The Speaker did not select any of the amendments that were tabled; so only the government’s motion was under debate.  In section (3), the operative words — as Jeremy Corbyn pointed out in his speech before the vote — are “reduces” and “deliberately”:

That this House approves for the purposes of section 13(1)(b) of the European Union (Withdrawal) Act 2018 the following documents laid before the House on Monday 11 March 2019:

(1) the negotiated withdrawal agreement titled ‘Agreement on the withdrawal of the United Kingdom of Great Britain and Northern Ireland from the European Union and the European Atomic Energy Community’;

(2) the framework for the future relationship titled ‘Political Declaration setting out the framework for the future relationship between the European Union and the United Kingdom’;

(3) the legally binding joint instrument titled ‘Instrument relating to the Agreement on the withdrawal of the United Kingdom of Great Britain and Northern Ireland from the European Union and the European Atomic Energy Community’, which reduces the risk the UK could be deliberately held in the Northern Ireland backstop indefinitely and commits the UK and the EU to work to replace the backstop with alternative arrangements by December 2020;

(4) the unilateral declaration by the UK titled ‘Declaration by Her Majesty’s Government of the United Kingdom of Great Britain and Northern Ireland concerning the Northern Ireland Protocol’, setting out the sovereign action the UK would take to provide assurance that the backstop would only be applied temporarily; and

(5) the supplement to the framework for the future relationship titled ‘Joint Statement supplementing the Political Declaration setting out the framework for the future relationship between the European Union and the United Kingdom of Great Britain and Northern Ireland’, setting out commitments by the UK and the EU to expedite the negotiation and bringing into force of their future relationship.

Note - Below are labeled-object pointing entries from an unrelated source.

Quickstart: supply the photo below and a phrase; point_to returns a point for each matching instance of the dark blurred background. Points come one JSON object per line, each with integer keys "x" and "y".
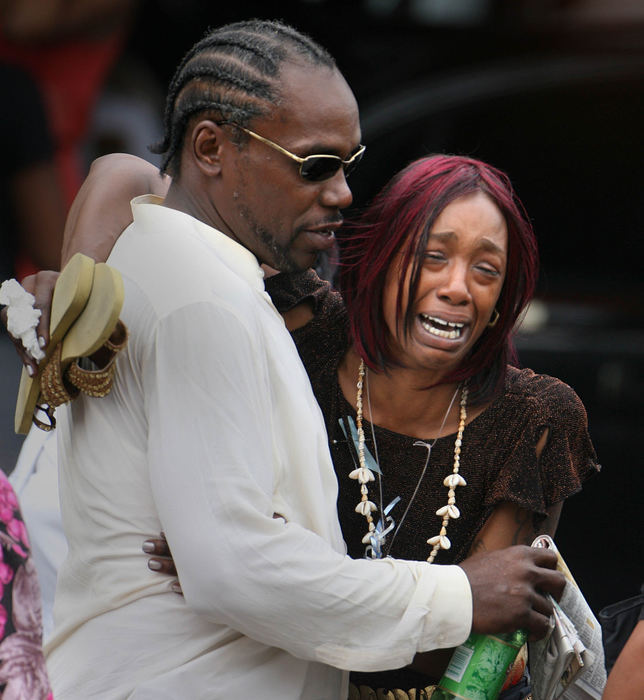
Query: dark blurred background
{"x": 551, "y": 91}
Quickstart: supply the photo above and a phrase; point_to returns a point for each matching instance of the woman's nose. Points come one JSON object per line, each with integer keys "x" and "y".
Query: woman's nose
{"x": 454, "y": 288}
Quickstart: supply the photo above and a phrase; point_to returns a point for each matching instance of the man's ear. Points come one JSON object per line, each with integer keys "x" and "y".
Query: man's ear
{"x": 207, "y": 141}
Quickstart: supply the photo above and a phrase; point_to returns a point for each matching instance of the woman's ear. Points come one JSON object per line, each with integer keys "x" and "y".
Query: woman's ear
{"x": 207, "y": 140}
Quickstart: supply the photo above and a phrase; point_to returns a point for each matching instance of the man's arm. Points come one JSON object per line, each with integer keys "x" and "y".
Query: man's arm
{"x": 626, "y": 679}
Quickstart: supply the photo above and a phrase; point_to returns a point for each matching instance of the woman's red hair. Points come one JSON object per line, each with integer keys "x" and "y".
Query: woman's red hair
{"x": 399, "y": 220}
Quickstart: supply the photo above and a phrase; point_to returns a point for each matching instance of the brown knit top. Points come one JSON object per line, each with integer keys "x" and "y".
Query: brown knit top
{"x": 498, "y": 457}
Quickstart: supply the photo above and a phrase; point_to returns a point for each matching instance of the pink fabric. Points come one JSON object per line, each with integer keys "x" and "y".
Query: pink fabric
{"x": 22, "y": 665}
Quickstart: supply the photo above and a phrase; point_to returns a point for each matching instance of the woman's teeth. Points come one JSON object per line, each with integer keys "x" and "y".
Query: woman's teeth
{"x": 440, "y": 328}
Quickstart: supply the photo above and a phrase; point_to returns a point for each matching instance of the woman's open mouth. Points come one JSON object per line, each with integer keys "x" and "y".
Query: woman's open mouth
{"x": 441, "y": 328}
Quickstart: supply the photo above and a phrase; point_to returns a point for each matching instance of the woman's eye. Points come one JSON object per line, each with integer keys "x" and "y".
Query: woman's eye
{"x": 488, "y": 269}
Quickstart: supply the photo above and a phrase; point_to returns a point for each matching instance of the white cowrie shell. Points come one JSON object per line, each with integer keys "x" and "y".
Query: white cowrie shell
{"x": 454, "y": 480}
{"x": 450, "y": 510}
{"x": 365, "y": 507}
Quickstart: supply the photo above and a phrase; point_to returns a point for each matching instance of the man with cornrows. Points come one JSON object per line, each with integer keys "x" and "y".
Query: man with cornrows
{"x": 212, "y": 432}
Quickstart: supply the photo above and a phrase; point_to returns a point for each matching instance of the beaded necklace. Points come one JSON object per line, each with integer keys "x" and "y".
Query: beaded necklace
{"x": 364, "y": 475}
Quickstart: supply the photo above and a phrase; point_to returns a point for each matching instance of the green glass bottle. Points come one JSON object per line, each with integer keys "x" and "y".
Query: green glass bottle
{"x": 478, "y": 668}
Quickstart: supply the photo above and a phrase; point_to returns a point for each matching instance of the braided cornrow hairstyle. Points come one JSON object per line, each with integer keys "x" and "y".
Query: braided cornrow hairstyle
{"x": 232, "y": 73}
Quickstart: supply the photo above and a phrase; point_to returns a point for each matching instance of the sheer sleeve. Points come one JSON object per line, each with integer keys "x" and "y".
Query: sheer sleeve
{"x": 538, "y": 403}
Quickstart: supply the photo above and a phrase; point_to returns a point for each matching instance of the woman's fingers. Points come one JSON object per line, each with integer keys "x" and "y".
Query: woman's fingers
{"x": 161, "y": 561}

The motion was again defeated: – by 149 votes; a smaller margin than before but still huge: the ayes: 242; the noes: 391.  After studying the documents and the legal advice, the DUP and many right wing Brexiteers again voted against the deal.

After the second defeat of her deal was announced, Theresa May again might have been expected to resign – at least any other Prime Minister in her situation might have been expected to do so — but did not.  She announced a free vote tomorrow when Parliament votes on whether or not to accept No Deal – ie MPs can vote with their own consciences rather than having to obey a “whip” or orders imposed by their Party.  It is almost certain that MPS will vote against No Deal tomorrow; and they are likely to vote in favour of an extension on Thursday.

Jeremy Corbyn also spoke after the defeat, saying that the Prime Minister “has run down the clock and now the clock has run out on her”.  He added that “maybe it’s time for a General Election”.  There is in fact some speculation that, in a last desperate gamble, May herself could decide to go to the people, either in a referendum on her deal or in a snap General Election.  A General Election in the near future seems more and more to be the only way out of the Brexit morass.